In trying to determine non-material damage, the ECJ chose not to follow the Advocate General’s opinion, published in October last year, which called for a ‘threshold of seriousness’ above which non-material damages could be conferred compensation.

The opinion had raised concerns at the time that a non-material damage threshold, such as stress or mental health deterioration, could be particularly complex to determine in practice and so may infringe claimants’ rights under GDPR.

Some non-material harm would have been deemed “genuine”, while others would have been dismissed on some arbitrary grounds, Ursula Pachl, Deputy Director General at the European Consumer Organisation, told EURACTIV.

Instead, the Court ruled that the right to compensation is not limited to non-material damage that reaches a certain threshold of seriousness.

It further warned that any threshold would, in practice, have been liable to “fluctuate according to the assessment of the courts seized”.

“This means that consumers seeking compensation for GDPR breaches can do so without proving that a specific threshold for the ‘seriousness’ of the harm is met,” Pachl added.

Back to national courts

When it comes to determining the rules governing the assessment of the damages, the Court established that it would be down to each national court “to prescribe the detailed rules” that determine the extent of the compensation, assuming the three necessary conditions are met.

This makes for an “extremely prudent” decision, Gianclaudio Malgieri, a scholar at Leiden University and co-director of the Brussels Privacy Hub, told EURACTIV.

More cases are likely to reach the ECJ then, he said, due to the sheer complexity of defining what non-material damage amounts to.

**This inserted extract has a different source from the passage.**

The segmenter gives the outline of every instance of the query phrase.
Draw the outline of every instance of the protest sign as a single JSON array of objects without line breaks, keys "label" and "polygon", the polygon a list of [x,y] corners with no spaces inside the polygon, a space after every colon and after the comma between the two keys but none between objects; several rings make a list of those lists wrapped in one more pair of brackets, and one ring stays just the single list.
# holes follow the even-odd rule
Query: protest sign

“How should we quantify an emotional distress resulting from the breach of a fundamental right?” Malgieri questioned, suggesting referring to ‘population surveys’ to get a better sense of citizens’ comprehension of emotional distress.

In other words, this decision frustrates lawyers who are sent back to their starting point.

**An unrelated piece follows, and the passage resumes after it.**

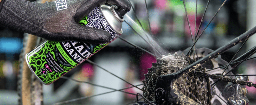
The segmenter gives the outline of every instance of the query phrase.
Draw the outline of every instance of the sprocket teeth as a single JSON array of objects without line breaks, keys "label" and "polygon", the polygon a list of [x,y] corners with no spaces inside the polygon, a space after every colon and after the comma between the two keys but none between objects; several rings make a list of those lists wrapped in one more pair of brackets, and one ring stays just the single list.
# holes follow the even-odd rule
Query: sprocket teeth
[{"label": "sprocket teeth", "polygon": [[153,67],[156,67],[157,66],[157,64],[156,63],[152,63],[152,66]]},{"label": "sprocket teeth", "polygon": [[[166,75],[176,72],[182,69],[191,63],[193,63],[195,61],[195,60],[193,60],[188,58],[189,56],[186,56],[183,53],[181,53],[180,55],[178,54],[177,52],[175,53],[173,55],[172,55],[170,53],[169,53],[168,55],[163,55],[162,56],[163,58],[162,59],[157,59],[156,63],[153,63],[152,64],[152,67],[148,69],[148,72],[146,75],[145,75],[146,77],[144,80],[145,82],[143,82],[143,83],[145,83],[146,85],[144,85],[143,86],[143,88],[144,89],[143,91],[143,94],[145,97],[147,97],[147,99],[151,101],[153,101],[155,100],[155,90],[154,88],[155,87],[156,80],[158,76],[160,75]],[[204,69],[201,67],[199,68],[199,70]],[[186,80],[184,80],[185,79],[184,78],[186,78],[187,79],[187,79],[187,78],[189,78],[188,77],[188,74],[187,74],[185,75],[187,76],[186,76],[184,75],[182,77],[183,78],[181,77],[181,79],[183,80],[182,82],[182,83],[185,84],[185,85],[184,84],[181,85],[181,84],[180,84],[179,85],[180,88],[181,87],[184,87],[186,86],[186,87],[187,88],[188,88],[189,87],[190,87],[190,86],[187,84],[187,83]],[[192,76],[189,78],[193,78],[193,77],[194,77]],[[197,79],[198,79],[197,78]],[[193,83],[192,81],[192,80],[191,80],[191,82],[188,83],[189,83],[189,84]],[[205,83],[203,83],[202,85],[205,85]],[[195,84],[195,83],[193,83]],[[184,87],[184,88],[186,88]],[[194,87],[194,88],[195,88],[195,87]],[[198,88],[197,87],[196,88],[198,89]],[[182,91],[182,93],[184,92],[184,93],[187,94],[187,93],[188,92],[188,89],[187,91],[185,91],[183,90],[184,90]],[[191,94],[190,93],[189,93],[190,94]],[[191,94],[191,95],[190,95],[190,96],[193,96],[193,97],[194,97],[194,99],[196,99],[196,100],[198,100],[197,99],[197,97],[196,97],[195,95],[193,95],[193,94]],[[191,98],[190,97],[190,98]],[[205,100],[205,99],[207,98],[208,97],[207,96],[206,97],[204,97],[204,100]],[[202,103],[205,103],[203,102],[203,101],[199,100],[197,100],[197,102],[199,103],[201,102]]]}]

For Assion, the “elephant in the room” of this ruling is the potential of scaling up compensation for damages to a mass level through class actions.

“Take, for example, a social network or large telecom service provider with a multi-million customer base. If each customer has a damage of 10 euros, then the compensation can reach large quantities.”

According to Robert Bateman, a data protection expert, the ruling might lead to so-called ‘forum-shopping’, where companies choose the jurisdiction they get established in on grounds of how stringent national courts are in assessing non-material damages.